Description of problem: If a workload placement policy is set for for kubevirt it is possible for changes to the node resource to produce a rouge VM. Version-Release number of selected component (if applicable): All How reproducible: Every time Steps to Reproduce: 1. label workload nodes 2. configure HCO or KubeVirt CR `Spec.Workloads` to run workload only on workload nodes 3. start VMs 4. remove the workload label from one of the nodes running VMs Actual results: virt-handler is removed from the node, leaving an unmanaged VM. Expected results: we should not allow the node label to change in the case that it will remove the virt-handler pod from a node with a running VM(s).
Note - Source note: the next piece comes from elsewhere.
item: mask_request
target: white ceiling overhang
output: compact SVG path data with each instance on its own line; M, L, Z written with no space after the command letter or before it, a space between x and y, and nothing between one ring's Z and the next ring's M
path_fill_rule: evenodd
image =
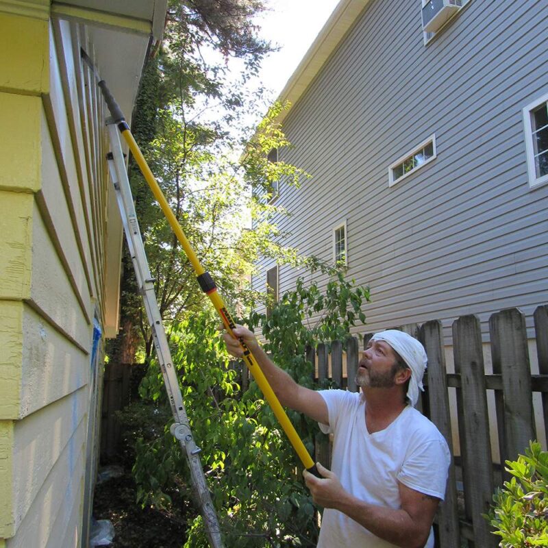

Additional info:
add event to alert human operator: https://github.com/kubevirt/kubevirt/pull/4952
*** Bug 1931803 has been marked as a duplicate of this bug. ***
To reproduce: follow steps in description: 1) start some VMs 2) add label to workload nodes 3) specify hco.spec.workloads.nodeplacement.nodeselector to match the label in step 1 4) remove label from one node (with VMs on it) 5) observe that virt-handler is still running on that node after attempted label change.
note that in addition to the alert it will in the future also be possible to change the spec.workload selectors withouth shutting down VMs (https://github.com/kubevirt/kubevirt/pull/5221), to actually resolve issues reported by the alert.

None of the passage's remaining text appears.